Aux femmes qui se battent dans le monde entier
par les femmes Zapatistes du Chiapas, Mexique

Sœur, camarade,

Nous vous envoyons le salut des femmes zapatistes qui se battent. Nous n’allons pas pouvoir organiser la 2ème rencontre internationale des Femmes qui Combattent, ici dans nos terres zapatistes en mars 2019 (la 1ère rencontre internationale des femmes de 40 pays a été organisée au Chiapas en mars 2018).

Il s’avère que les nouveaux mauvais gouvernements ont déjà clairement indiqué qu’ils allaient mettre en œuvre leurs mégaprojets de grands capitalistes. De leur Train Maya (à Palenque, Chiapas), de leur plan pour l’isthme de Tehuantepec (dans l’Etat de Oaxaca, développement du port, des voies ferrées, des routes…), de la plantation d’arbres pour la marchandisation du bois et des fruits. AMLO (Andrés Manuel Lopez Obrador, le nouveau président)(1) a dit que les sociétés minières et les grandes sociétés d’agro-business viendraient nous visiter.

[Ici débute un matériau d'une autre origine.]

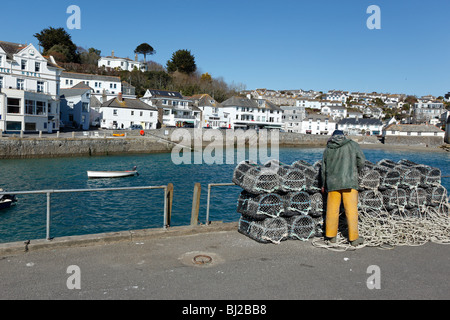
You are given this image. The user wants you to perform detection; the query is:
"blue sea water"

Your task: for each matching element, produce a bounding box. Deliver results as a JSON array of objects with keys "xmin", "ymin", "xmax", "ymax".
[{"xmin": 0, "ymin": 148, "xmax": 450, "ymax": 243}]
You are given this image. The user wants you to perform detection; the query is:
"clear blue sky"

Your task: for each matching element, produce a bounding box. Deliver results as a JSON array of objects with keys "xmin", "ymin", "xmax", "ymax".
[{"xmin": 0, "ymin": 0, "xmax": 450, "ymax": 96}]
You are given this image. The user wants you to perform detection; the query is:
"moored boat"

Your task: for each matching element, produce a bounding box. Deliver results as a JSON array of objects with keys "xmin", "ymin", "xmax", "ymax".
[{"xmin": 87, "ymin": 167, "xmax": 138, "ymax": 179}]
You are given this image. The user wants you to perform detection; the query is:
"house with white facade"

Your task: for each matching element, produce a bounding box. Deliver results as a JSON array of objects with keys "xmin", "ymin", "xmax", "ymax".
[
  {"xmin": 98, "ymin": 51, "xmax": 148, "ymax": 71},
  {"xmin": 337, "ymin": 118, "xmax": 383, "ymax": 136},
  {"xmin": 300, "ymin": 113, "xmax": 336, "ymax": 135},
  {"xmin": 61, "ymin": 72, "xmax": 126, "ymax": 103},
  {"xmin": 281, "ymin": 106, "xmax": 306, "ymax": 133},
  {"xmin": 100, "ymin": 94, "xmax": 158, "ymax": 129},
  {"xmin": 221, "ymin": 96, "xmax": 283, "ymax": 130},
  {"xmin": 140, "ymin": 89, "xmax": 202, "ymax": 128},
  {"xmin": 60, "ymin": 83, "xmax": 91, "ymax": 130},
  {"xmin": 0, "ymin": 41, "xmax": 63, "ymax": 132},
  {"xmin": 414, "ymin": 100, "xmax": 447, "ymax": 123}
]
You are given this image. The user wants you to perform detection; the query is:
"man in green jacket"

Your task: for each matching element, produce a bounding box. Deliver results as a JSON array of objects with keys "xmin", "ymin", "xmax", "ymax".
[{"xmin": 321, "ymin": 130, "xmax": 366, "ymax": 246}]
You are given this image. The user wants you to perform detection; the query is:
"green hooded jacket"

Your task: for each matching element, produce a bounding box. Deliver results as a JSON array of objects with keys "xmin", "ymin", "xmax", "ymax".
[{"xmin": 321, "ymin": 135, "xmax": 366, "ymax": 192}]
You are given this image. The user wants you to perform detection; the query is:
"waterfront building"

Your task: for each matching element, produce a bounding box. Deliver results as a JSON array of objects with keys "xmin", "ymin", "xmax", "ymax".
[
  {"xmin": 300, "ymin": 113, "xmax": 336, "ymax": 135},
  {"xmin": 98, "ymin": 51, "xmax": 148, "ymax": 71},
  {"xmin": 221, "ymin": 96, "xmax": 283, "ymax": 129},
  {"xmin": 61, "ymin": 72, "xmax": 126, "ymax": 103},
  {"xmin": 0, "ymin": 41, "xmax": 63, "ymax": 132},
  {"xmin": 60, "ymin": 82, "xmax": 91, "ymax": 130},
  {"xmin": 281, "ymin": 106, "xmax": 306, "ymax": 133},
  {"xmin": 100, "ymin": 93, "xmax": 158, "ymax": 130},
  {"xmin": 337, "ymin": 118, "xmax": 383, "ymax": 136},
  {"xmin": 414, "ymin": 100, "xmax": 447, "ymax": 123},
  {"xmin": 140, "ymin": 89, "xmax": 201, "ymax": 128},
  {"xmin": 190, "ymin": 94, "xmax": 225, "ymax": 129}
]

Il dispose d’un plan agraire qui pousse à l’extrême l’idée de nous détruire en tant que peuples indigènes (natifs, autochtones) de manière à convertir nos terres en marchandises. Ils veulent compléter ce que Carlos Salinas de Gortari (président  1988/1994) a dû laisser en attente parce que nous l’avons arrêté avec notre insurrection.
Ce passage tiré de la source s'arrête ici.